CAP cuisine obtenu En 2019 à Strasbourg

Son plat préféré :

La brioche qui sort du four

Poste actuel :

Cheffe de cuisine du restaurant Dostoïevski à Strasbourg

Si tu devais te présenter en quelques mots ?

J’ai 27 ans, j’ai 2 enfants de 8 et 4 ans. Je suis très motivée, toujours souriante, très ambitieuse et jamais fatiguée quand je travaille.

Daredjan, d’où viens-tu ?

Je suis arrivée de Géorgie en 2011 après avoir quitté mon pays pour des raisons politiques. Ma mère était juriste et mon mari était un militant, nous avons dû partir directement après mon baccalauréat. Pendant les trois premières années en France, je ne parlais pas un mot de français, je savais à peine dire « bonjour » et de toute façon je pensais que je rentrerais dans mon pays mais on n’a jamais pu y retourner depuis 10 ans. J’ai appris le français avec les gens, la télévision …

“Le coup de feu pour moi c’est un vrai plaisir… quand le premier client arrive, c’est une fête ! «

Où travailles-tu ?

Je suis cheffe de cuisine du restaurant Dostoïevski à Strasbourg depuis juillet 2020 où on sert toutes sortes de cuisine orthodoxe : grecque, moldave, géorgienne, russe … et nous sommes collés à l’église orthodoxe. Au début, on ne faisait que salon de thé les vendredis, samedis et dimanches car on n’avait pas la licence mais maintenant on fait aussi du salé à emporter, surtout depuis le confinement. Parfois le dimanche on allait jusqu’à 120 couverts !
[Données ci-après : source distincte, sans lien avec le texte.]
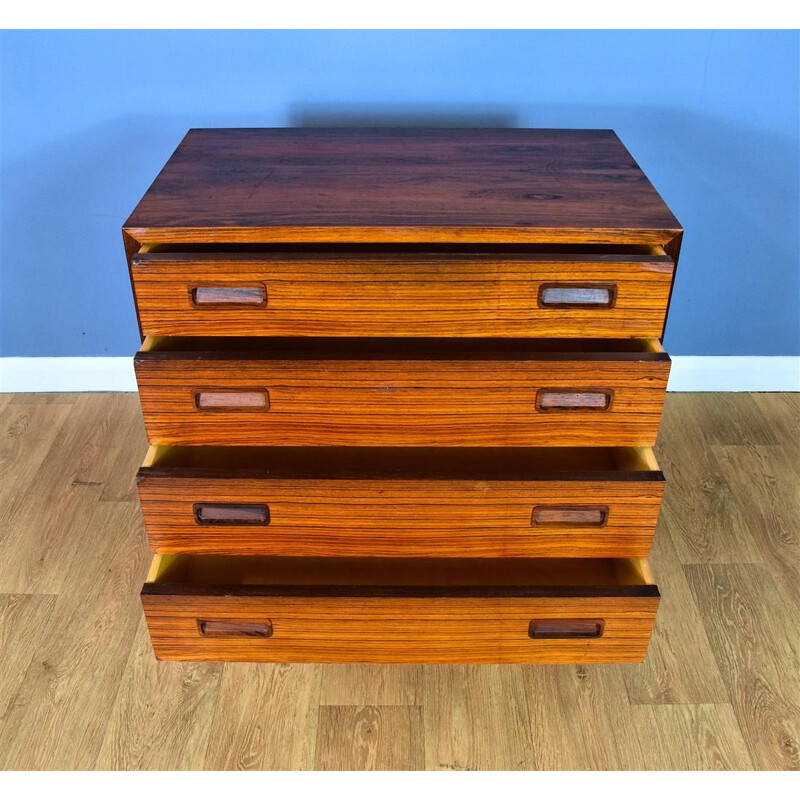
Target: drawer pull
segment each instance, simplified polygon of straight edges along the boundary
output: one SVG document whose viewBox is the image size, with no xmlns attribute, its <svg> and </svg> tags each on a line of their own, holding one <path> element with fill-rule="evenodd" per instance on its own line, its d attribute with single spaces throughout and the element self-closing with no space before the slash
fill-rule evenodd
<svg viewBox="0 0 800 800">
<path fill-rule="evenodd" d="M 197 629 L 201 636 L 249 636 L 268 639 L 272 636 L 272 623 L 239 622 L 232 619 L 199 619 Z"/>
<path fill-rule="evenodd" d="M 540 411 L 607 411 L 611 407 L 611 394 L 610 389 L 540 389 L 536 408 Z"/>
<path fill-rule="evenodd" d="M 263 306 L 267 292 L 263 286 L 196 286 L 191 291 L 196 306 Z"/>
<path fill-rule="evenodd" d="M 599 639 L 602 619 L 532 619 L 528 627 L 531 639 Z"/>
<path fill-rule="evenodd" d="M 269 506 L 264 503 L 195 503 L 199 525 L 269 525 Z"/>
<path fill-rule="evenodd" d="M 246 391 L 198 391 L 195 405 L 201 411 L 266 411 L 269 408 L 269 393 L 266 389 Z"/>
<path fill-rule="evenodd" d="M 531 525 L 602 528 L 608 506 L 534 506 Z"/>
<path fill-rule="evenodd" d="M 542 284 L 539 288 L 540 308 L 613 308 L 617 287 L 609 285 L 574 286 Z"/>
</svg>

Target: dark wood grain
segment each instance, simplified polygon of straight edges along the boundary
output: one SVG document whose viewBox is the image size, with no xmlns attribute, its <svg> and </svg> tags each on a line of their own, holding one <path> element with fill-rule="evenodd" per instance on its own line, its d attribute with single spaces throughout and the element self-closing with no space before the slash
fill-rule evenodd
<svg viewBox="0 0 800 800">
<path fill-rule="evenodd" d="M 269 525 L 266 503 L 195 503 L 194 521 L 198 525 Z"/>
<path fill-rule="evenodd" d="M 664 489 L 652 464 L 639 458 L 622 468 L 616 451 L 539 450 L 167 448 L 139 471 L 138 488 L 158 553 L 648 554 Z M 199 505 L 222 517 L 199 524 Z"/>
<path fill-rule="evenodd" d="M 660 336 L 672 259 L 657 247 L 628 249 L 635 252 L 162 248 L 134 256 L 131 273 L 142 329 L 157 335 Z M 548 291 L 601 285 L 613 297 L 608 307 L 546 302 Z M 222 302 L 240 301 L 241 292 L 268 299 Z"/>
<path fill-rule="evenodd" d="M 197 630 L 201 636 L 258 636 L 267 639 L 272 636 L 272 623 L 198 619 Z"/>
<path fill-rule="evenodd" d="M 536 505 L 531 524 L 601 528 L 608 523 L 608 512 L 608 506 L 592 506 L 577 501 L 571 505 Z"/>
<path fill-rule="evenodd" d="M 680 225 L 613 131 L 196 129 L 138 242 L 664 244 Z"/>
<path fill-rule="evenodd" d="M 652 445 L 668 357 L 650 352 L 652 343 L 640 352 L 561 344 L 400 347 L 368 340 L 331 349 L 314 342 L 165 340 L 137 354 L 135 366 L 152 444 Z M 268 392 L 268 411 L 203 411 L 194 400 L 199 389 L 254 387 Z M 606 392 L 613 401 L 607 408 L 540 409 L 540 390 Z"/>
</svg>

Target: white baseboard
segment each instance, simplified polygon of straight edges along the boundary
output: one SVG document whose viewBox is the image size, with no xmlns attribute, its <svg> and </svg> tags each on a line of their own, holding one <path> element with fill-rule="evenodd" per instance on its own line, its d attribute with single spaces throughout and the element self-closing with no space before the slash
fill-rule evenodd
<svg viewBox="0 0 800 800">
<path fill-rule="evenodd" d="M 135 392 L 132 358 L 0 358 L 0 392 Z"/>
<path fill-rule="evenodd" d="M 672 356 L 669 392 L 800 392 L 800 356 Z"/>
<path fill-rule="evenodd" d="M 800 392 L 800 356 L 672 356 L 671 392 Z M 135 392 L 133 359 L 0 358 L 0 392 Z"/>
</svg>

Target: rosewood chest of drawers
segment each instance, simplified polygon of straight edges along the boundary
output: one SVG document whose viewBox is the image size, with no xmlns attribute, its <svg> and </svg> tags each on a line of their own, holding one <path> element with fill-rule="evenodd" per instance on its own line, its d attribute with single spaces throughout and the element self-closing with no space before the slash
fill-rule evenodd
<svg viewBox="0 0 800 800">
<path fill-rule="evenodd" d="M 123 229 L 156 657 L 641 661 L 681 234 L 612 131 L 190 131 Z"/>
</svg>

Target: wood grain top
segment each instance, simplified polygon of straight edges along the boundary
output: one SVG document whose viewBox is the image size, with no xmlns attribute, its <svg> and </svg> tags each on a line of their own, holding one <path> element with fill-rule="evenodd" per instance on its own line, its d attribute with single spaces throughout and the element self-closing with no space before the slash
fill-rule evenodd
<svg viewBox="0 0 800 800">
<path fill-rule="evenodd" d="M 138 242 L 657 242 L 681 227 L 613 131 L 193 129 Z"/>
</svg>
D’où t’es venue cette passion pour la cuisine et comment s’est passé ton année de formation chez Des Étoiles et des Femmes?

La cuisine c’est ma vie ! Ma passion pour la cuisine vient de ma mère et de ma grand-mère qui cuisinent très bien. Ma grand-mère était professeure de mathématiques mais elle avait aussi une grande pâtisserie boulangerie et j’ai tout appris avec elle. Quand je suis arrivée en France, je me suis occupée de mes enfants pendant quelques années et je continuais de beaucoup cuisiner pour mon entourage. En 2017, le Refugee Food Festival m’a contacté pour savoir si je voulais participer à leur édition. J’ai bien sûr accepté et pendant 3 jours, j’ai proposé des plats géorgiens sur le marché de Noël de Strasbourg avec beaucoup d’autres réfugié·e·s qui venaient de partout. C’était magnifique ! Et c’est le festival qui m’a parlé « des étoiles et des femmes. » 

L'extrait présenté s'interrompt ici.